La democracia es antagónica al capital no sólo como límite externo sino también como límite en su interior más profundo: la relación de trabajo. Al interior del ámbito de la producción, el capital se revela como una relación de subordinación y disciplinamiento. Es el lugar donde, como decía Locke, el señor es un monarca absoluto aunque con un ámbito disminuido y corto (esto último difícilmente sea aplicable a las dimensiones actuales de los grupos capitalistas multinacionales). La democracia, por el contrario, se manifiesta como el lugar donde el poder reside en todos y no hay otro dominio que el de la voluntad común.

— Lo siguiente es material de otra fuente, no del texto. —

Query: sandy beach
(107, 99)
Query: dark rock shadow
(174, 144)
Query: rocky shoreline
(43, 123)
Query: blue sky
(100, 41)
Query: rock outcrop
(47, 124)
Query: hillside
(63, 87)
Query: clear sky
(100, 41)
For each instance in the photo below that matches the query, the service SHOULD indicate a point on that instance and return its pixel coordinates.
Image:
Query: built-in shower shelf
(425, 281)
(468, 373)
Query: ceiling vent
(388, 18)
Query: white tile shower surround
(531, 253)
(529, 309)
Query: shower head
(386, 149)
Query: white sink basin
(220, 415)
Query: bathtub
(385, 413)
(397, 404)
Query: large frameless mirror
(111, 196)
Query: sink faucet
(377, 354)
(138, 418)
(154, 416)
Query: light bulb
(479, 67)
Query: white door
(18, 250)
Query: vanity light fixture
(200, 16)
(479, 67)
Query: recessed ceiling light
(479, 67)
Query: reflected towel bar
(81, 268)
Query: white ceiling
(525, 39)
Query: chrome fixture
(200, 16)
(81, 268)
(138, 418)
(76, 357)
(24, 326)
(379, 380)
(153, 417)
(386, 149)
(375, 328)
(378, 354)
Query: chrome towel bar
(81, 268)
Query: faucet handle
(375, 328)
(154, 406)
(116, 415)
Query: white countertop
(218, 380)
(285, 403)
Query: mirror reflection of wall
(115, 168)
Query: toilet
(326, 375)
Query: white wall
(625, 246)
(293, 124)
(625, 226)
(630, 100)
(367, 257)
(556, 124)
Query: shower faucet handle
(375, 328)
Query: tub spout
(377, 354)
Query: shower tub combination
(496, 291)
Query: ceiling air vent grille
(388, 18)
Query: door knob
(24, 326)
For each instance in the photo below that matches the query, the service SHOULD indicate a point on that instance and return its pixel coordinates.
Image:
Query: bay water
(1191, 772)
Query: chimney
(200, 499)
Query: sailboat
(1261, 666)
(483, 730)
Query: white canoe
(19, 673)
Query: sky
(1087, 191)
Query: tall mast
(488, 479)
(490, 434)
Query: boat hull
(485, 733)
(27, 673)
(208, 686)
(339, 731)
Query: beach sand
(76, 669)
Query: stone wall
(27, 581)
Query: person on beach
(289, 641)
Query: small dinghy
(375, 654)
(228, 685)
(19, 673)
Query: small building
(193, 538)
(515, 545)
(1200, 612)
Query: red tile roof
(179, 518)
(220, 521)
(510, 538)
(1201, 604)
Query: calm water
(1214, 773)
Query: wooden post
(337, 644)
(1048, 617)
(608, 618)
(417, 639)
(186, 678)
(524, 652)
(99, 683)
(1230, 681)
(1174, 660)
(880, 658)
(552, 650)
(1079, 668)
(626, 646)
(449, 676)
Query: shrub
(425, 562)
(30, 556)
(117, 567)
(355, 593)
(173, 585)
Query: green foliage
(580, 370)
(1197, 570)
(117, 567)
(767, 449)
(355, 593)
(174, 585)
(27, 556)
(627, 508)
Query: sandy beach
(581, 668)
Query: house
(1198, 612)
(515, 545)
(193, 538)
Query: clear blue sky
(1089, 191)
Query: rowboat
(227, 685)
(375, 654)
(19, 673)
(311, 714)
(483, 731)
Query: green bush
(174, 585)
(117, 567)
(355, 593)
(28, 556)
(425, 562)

La democracia no se asienta sobre el principio de que el pueblo o la mayoría nunca se equivoca, no es un sustituto del despotismo ilustrado por ausencia de aquel que sabe. La democracia se asienta sobre la contingencia de los saberes y en el aparecer del sujeto. Es de allí que se comprende el concepto jurídico de libertad. No es que el pueblo no se equivoque, el error es el destino necesario de toda proposición. No se elige la democracia por la inexistencia del error sino por la imposibilidad de salir de él.
Lenin decía que los comunistas habían cometido todos los errores y su poder residía en la doctrina. Esto es que, en tanto exista voluntad de democratizar el poder, la cultura y la riqueza, todos los errores no dejan de construir el reino de la libertad por sobre el de la necesidad. Para las ortodoxias, el éxito va a ser el resultado de las formas bendecidas por el sínodo de dirigentes que excluyen el error.
La relación de trabajo es, entonces el punto de encuentro y de antagonismo entre dos lógicas incompatibles, la del capital y la de la democracia que no admite que la libertad cese en la puerta del establecimiento. Se sabe a quienes beneficia y a quienes perjudica la reforma laboral propuesta. Por eso, también se sabe qué se puede esperar de ella en cualquiera de sus formas de aparición.
Enrique Arias Gibert es juez de la Cámara Nacional de Apelaciones del Trabajo.